Reprogramming – Apps Adapting to the world
Software has already eaten the world. But the world keeps changing. To keep up with the changes, software needs to change. Today, we have teams of developers doing elaborate design, build, test, ship cycles to build complex software. Business analysts, developers, testers, product managers collectively try to understand, implement and evolve the software to meet the demands of the changing world.
ChatGPTs Code Interpreter and Data Analysis have already shown us what just in time computing can look like. Stretch your imagination a little further where code generation, testing and execution all gets done in real time as response to your prompt. The fact that LLMs today can generate code at a speed acceptable to many real-time scenarios is the second big change in the soul of the machine. Niche business logic that earlier took months to code, test and ship could get autogenerated, compiled, tested and finally executed – on the fly based on a user prompt. Take a look at the End of Programming talk by Dr. Matt Welsh which concludes that today the “(Large Language) Model is the computer”.

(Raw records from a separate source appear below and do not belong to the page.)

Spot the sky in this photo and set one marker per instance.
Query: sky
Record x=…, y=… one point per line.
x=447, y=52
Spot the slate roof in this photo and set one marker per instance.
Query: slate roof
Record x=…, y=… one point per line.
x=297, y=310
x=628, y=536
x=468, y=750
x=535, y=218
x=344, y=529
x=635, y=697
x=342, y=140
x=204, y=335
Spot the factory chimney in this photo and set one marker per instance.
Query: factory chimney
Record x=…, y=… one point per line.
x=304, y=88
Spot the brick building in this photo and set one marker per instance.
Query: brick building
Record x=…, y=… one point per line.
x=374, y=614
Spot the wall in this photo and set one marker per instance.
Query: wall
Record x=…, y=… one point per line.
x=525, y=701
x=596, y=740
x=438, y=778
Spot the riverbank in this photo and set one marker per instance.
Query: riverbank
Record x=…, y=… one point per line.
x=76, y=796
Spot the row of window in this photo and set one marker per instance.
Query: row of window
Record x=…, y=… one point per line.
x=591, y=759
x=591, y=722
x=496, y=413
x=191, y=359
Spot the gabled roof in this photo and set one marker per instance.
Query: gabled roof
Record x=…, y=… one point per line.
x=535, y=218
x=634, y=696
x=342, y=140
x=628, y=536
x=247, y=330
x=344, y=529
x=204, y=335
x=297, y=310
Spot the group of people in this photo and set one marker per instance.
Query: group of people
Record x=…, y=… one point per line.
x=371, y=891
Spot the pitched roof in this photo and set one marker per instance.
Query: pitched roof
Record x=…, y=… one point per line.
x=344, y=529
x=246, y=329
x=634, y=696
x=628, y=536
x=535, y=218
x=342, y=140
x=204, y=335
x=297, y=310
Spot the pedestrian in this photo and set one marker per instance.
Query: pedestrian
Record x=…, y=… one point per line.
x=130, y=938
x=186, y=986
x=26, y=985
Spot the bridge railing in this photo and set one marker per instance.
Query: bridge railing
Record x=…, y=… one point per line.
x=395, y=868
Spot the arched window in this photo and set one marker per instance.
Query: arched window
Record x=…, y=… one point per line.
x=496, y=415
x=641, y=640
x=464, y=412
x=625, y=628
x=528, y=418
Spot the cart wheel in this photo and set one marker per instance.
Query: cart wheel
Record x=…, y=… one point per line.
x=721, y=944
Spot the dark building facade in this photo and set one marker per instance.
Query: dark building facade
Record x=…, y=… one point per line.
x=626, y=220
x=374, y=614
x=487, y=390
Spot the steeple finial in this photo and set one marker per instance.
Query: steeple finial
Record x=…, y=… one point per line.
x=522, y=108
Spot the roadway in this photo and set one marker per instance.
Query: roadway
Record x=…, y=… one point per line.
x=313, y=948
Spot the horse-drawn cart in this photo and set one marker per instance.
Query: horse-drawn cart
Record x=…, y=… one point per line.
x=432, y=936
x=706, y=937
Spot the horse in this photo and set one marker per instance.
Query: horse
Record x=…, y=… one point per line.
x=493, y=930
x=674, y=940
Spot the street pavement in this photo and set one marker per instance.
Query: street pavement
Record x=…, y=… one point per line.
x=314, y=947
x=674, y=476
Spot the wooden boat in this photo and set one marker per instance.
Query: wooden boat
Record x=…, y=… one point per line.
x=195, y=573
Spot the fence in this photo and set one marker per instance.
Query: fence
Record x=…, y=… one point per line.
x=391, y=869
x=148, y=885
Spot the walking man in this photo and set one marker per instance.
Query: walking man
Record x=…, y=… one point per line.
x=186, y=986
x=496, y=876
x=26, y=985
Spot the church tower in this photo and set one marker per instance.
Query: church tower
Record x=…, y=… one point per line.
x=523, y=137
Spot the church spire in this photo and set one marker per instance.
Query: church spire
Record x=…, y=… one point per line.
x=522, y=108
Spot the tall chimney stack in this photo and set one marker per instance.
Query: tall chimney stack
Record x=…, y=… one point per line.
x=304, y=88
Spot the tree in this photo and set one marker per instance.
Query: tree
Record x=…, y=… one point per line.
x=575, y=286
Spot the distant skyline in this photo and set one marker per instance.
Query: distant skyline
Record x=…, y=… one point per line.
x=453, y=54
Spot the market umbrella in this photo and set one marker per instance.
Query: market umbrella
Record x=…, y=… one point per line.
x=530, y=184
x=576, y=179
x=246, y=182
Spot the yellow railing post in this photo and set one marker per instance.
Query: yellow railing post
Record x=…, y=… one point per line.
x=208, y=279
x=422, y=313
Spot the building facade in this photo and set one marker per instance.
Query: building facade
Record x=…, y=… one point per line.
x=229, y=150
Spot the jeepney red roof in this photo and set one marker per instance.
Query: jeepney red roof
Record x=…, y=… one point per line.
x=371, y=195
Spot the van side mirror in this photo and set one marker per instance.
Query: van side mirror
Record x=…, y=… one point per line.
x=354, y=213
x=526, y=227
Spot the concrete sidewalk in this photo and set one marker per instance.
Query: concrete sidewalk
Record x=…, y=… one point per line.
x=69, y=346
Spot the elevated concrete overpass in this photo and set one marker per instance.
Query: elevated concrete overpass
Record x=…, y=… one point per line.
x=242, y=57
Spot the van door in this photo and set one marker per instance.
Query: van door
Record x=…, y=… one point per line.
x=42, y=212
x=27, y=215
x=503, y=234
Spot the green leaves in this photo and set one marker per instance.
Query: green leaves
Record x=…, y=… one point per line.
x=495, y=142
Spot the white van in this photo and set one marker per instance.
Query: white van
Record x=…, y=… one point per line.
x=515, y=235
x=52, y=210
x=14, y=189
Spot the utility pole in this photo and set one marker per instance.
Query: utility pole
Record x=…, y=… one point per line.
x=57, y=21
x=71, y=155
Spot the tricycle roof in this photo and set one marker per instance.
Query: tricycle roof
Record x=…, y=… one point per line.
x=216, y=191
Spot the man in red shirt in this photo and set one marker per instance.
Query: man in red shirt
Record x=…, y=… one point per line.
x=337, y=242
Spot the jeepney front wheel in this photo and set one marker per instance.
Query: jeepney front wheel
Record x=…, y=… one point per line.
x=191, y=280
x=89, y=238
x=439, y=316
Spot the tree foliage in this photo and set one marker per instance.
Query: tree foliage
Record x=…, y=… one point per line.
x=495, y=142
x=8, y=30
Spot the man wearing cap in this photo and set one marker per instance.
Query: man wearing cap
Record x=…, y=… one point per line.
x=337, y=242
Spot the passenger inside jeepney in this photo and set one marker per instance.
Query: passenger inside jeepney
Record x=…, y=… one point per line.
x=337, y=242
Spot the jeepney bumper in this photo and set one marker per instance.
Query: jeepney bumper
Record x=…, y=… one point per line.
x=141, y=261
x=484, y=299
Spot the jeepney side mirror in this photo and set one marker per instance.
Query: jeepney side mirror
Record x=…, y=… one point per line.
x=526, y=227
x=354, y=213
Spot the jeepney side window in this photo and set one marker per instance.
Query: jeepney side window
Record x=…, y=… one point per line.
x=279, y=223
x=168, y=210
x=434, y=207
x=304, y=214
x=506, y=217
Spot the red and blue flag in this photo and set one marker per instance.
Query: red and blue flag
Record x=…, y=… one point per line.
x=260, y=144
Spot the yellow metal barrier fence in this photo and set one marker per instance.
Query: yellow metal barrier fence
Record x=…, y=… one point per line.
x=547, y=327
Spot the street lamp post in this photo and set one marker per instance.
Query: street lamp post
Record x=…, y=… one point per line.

My prediction is dynamic code generation and just in time execution with the continuous re-authoring of complex business logic based on user feedback will become how apps function in the future. As the landscape will go through tumultuous disruption, the pace at which we write code and ship software will no longer be sustainable. Current development best practices say all development, testing etc needs to be moved left. But as LLMs get better, we might see an absolute paradigm shift where the entire software development life cycle moves all the way to the right, towards the edge. The models will eat the whole software stack, not just code generation. The removal of humans from writing and maintaining code, will lead to evolution of the software stack to focus on quality, safety and security. “Conversation first & LLM inside” becomes the new stack.
The Future of our App centric life
From Gutenberg’s printing press, to the modern web and mobile App Stores – pivotal technology changes have given rise to platforms on which the next chapters of human civilization was written. Unfortunately in modern times pivotal technological changes have only widened the economic gaps between the rich and the poor. The promise of the trickle down economics remains a distant dream that never delivers as gig economy workers get strangled servicing multiple apps. It is evident that the success of the AI arms race is biased towards deep pockets, and the super wealthy tech giants have all the unfair advantage. Our only hope is that in the past, we have been successful in building open technologies that benefit the whole civilization as well. Take the Internet for example which triumphed over the proprietary Information Superhighway that Microsoft wanted to establish in the 90s. Open Source softwares like LAMP stack that got the world to its digital adolescence. We need open standards, protocols, weights, regulations and software for sustainable AI. That way the next generation of computing, it is not owned by a multibillion dollar corporation, but is level playing field that rewards our unique perspectives and helps us progress as a species.